Georgia Blanche Douglas Camp Johnson

Georgia Blanche Douglas Camp Johnson

Georgia Blanche Douglas Camp Johnson better known as Georgia Douglas Johnson (September 10, 1877 - 1966) was an American poet.

She was born in Atlanta to Laura Jackson and Douglas Camp. Her father's father was a British citizen who immigrated to Marietta as a child with his wealthy parents. He died in his 30s, while enjoying a successful career as a musician. Johnson's mother was born in Marietta also. Her mother was a Native American who married an African-American bridge builder. Both died early and left Johnson's fourteen-year-old sister to raise her siblings. To support them, Johnson's mother worked as a maid. She married three times in all and gave Johnson two half brothers and a half sister.

Much of Johnson's childhood was spent in Rome, Georgia. She received her education in both Rome and Atlanta, where she excelled in reading, recitations and physical education. She also taught herself to play the violin, which developed into a lifelong love of music.
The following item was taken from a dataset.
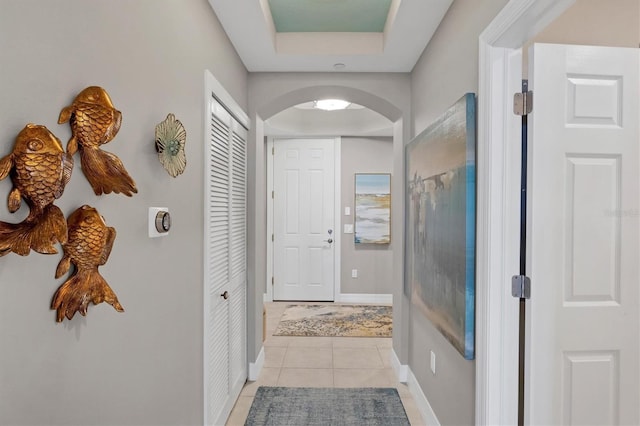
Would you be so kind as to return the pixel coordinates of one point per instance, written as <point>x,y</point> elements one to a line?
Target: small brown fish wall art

Johnson graduated from Atlanta University's Normal School in 1893. She taught school in Marietta for a time, then returned to Atlanta to work as an assistant principal. Johnson then traveled to Cleveland, Ohio, to study piano, harmony, and voice. From 1902 to 1903, she attended the Oberlin Conservatory of Music.

On September 28, 1903, Johnson married Henry Lincoln Johnson, an Atlanta lawyer and prominent Republican party member. They had two sons, Henry Lincoln Johnson, Jr. and Peter Douglas Johnson (d. 1957).

It was during this period that Johnson began to write poems and stories. Johnson credits a poem written by William Stanley Braithwaite about a rose tended by a child in Brooklyn, New York, as her inspiration for her poetic output. She began to submit her poems to newspapers and small magazines. She published her first poem in 1916, when she was thirty-six. She published four volumes of poetry, beginning in 1918 with The Heart of a Woman. Johnson also wrote songs, taught music, and performed as an organist at her Congregational church during this period.

Upon accepting an appointment as the Recorder of Deeds from United States President William Howard Taft, Johnson's husband moved their family to Washington, D.C., where she would reside the last fifty years of her life. Johnson's husband died in 1925, and, as a gesture of appreciation for her husband's loyalty and service to the Republican party, President Calvin Coolidge appointed Johnson as the Commissioner of Conciliation in the Department of Labor.

Soon after her husband's death, Johnson hosted weekly Saturday-night open houses for other authors, including Langston Hughes, Jean Toomer, Anne Spencer, Richard Bruce Nugent, Alain Locke, and Jessie Redmon Fauset—all major contributors to the New Negro Movement, which is better known today as the Harlem Renaissance.

She was a close friend of the writer Angelina Weld Grimke.